You open your local, regional, state, or national newspaper of choice on your laptop or tablet to see a headline such as We need great teachers.

Well, you went to school and you pay taxes on schools, and you either had teachers you loved or loathed—so, sure, you read the Op-Ed.

My career in education has included almost two decades teaching public high school and coaching, another decade-plus as a university professor in teacher education, and more than two decades writing scholarship and public pieces on education. Thus, I want to suggest reading that Op-Ed on education isn’t as simple as it may seem.

Step one is to scan down to the information about who wrote the piece and how she/he is connected to the topic of education.

In our example above that is key because the Op-Ed is just another propaganda piece out of StudentsFirst, a collection of people who smile a great deal so maybe you won’t notice that the organization is about self-promotion and political ambition and not students. StudentsFirst was founded by Michelle Rhee, discredited former TFA recruit who has formed as many organizations as she can on the backs of students in order to market her brand: her.

“We need great teachers” is penned by Bradford Swann, smiling a bit less ambitiously than Rhee. Swann, you see, has no background in education, but a series of partisan political stops that are pretty clearly a way to build a political resume—not put students first.

Swann cranked out “better teacher” Op-Eds while working at StudentsFirst Georgia also.

And while we must never stoop to ad hominem attacks—you may be asking, so what about his arguments and claims?—at the very least, Op-Eds coming out of StudentsFirst deserve a great deal of scrutiny if not skepticism since there is now a long track record of Rhee’s organizations shoveling manure and claiming it is roses.

Swann’s single and brief nod to proving his claim about the importance of “great teachers” is this:

According to a recent study published in the Economics of Education Review, an excellent teacher can produce up to a year and a half of student learning in a single school year—a phenomenal result!

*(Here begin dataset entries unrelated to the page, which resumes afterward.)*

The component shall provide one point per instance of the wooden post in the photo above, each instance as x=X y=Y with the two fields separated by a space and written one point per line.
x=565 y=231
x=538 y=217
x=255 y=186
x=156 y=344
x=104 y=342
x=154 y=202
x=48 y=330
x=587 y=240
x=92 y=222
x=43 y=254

Along with wondering about the juvenile use of an exclamation point, we must ask two important questions: (1) What is this journal?, and (2) does this study represent in any way the body of research on teacher quality?

The Economics of Education Review is an open-access journal that seems to have a review process for publishing work. But I cannot find the research Swann mentions because he fails to give us enough information. I don’t know if the study is credible or if any outside reviewers have investigated the claims or methods.

What is an excellent teacher, even?

In my work as a scholar on education, I can note that the research base on making claims about “great teachers” is one that is mostly hokum. The race to prove high-quality teacher impact on measurable student outcomes is at the very best a jumbled mess.

One paragraph with one cryptic nod to a single study (with an exclamation point!) does not an argument make—but it does signal someone is hoping no one pays attention.

The rest of this is about the hollow sham that is the business mantras of “innovation!” and “outside-the-box thinking!”—more red flags that there is nothing to see here; please move on.

Educational researchers, teacher educators, and K-12 classroom teachers know about teacher quality, and can offer a wealth of complex arguments about how to identify and cultivate teacher quality. Why are almost all the Op-Eds, then, by people who have never taught or done any real research or studying of the field of education?

When you read an Op-Ed on education, then, take note of who is making the argument and for whom.

Education over the last 30-plus years has become a playground for people with partisan political aspirations.

StudentsFirst is one such organization, and the Op-Eds they crank out are about their political resumes, not children or education.